First, we have put a specification for a new machine. This is a very straightforward approach by adding more "iron" to the problem. It's a stopgap measure and certainly not the final solution. However it accomplishes several goals:
- Creates a fresh install (always good)
- Gives us time to reconfigure the database so it runs faster
- Gives it an extra oomph with disk space, memory, etc.
The second point is actually the most important. Currently the database is configured in such a way that it causes the disk drives to work harder than they need to. By moving disks around to be dedicated to certain tasks, like backups, the database ultimately speeds up.

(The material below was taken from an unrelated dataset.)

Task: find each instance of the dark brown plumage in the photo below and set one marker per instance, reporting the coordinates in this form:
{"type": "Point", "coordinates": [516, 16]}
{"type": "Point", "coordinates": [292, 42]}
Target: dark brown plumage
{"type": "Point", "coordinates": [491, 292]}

In addition to this we're still scouring the logs, especially during server too busy times, to tweak the most common queries that take too long. Since the Server Too Busy errors happen when there are too many queries in the queue, speeding up these queries will reduce the queue and help resolve the issue.

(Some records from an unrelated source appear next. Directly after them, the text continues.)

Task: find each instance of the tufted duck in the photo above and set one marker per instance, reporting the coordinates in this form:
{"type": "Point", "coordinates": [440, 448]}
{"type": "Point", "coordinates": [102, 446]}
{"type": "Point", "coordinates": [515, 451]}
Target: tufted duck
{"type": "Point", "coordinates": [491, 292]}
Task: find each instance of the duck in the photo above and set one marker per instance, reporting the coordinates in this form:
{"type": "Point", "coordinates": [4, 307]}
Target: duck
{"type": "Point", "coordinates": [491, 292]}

We're also starting a documentation stage for Geocaching.com which will look at the entire site and recommend a new version of the back-end code that helps to fix this for good. This will be a 6-8 month project so in parallel we'll be working hard to make sure the site functions well in the current system to allow us time to create a permanent solution.
Keep on geocaching - and remember - Sundays and Mondays are the slowest times of the week. If you visit Tuesday-Thursday you'll have a better experience logging caches. It isn't the right solution but it helps if you get aggrivated by the slow times.
And as always, thanks everyone for your patience and support. We're working hard on the problem even though it may seem like nothing on the site is changing.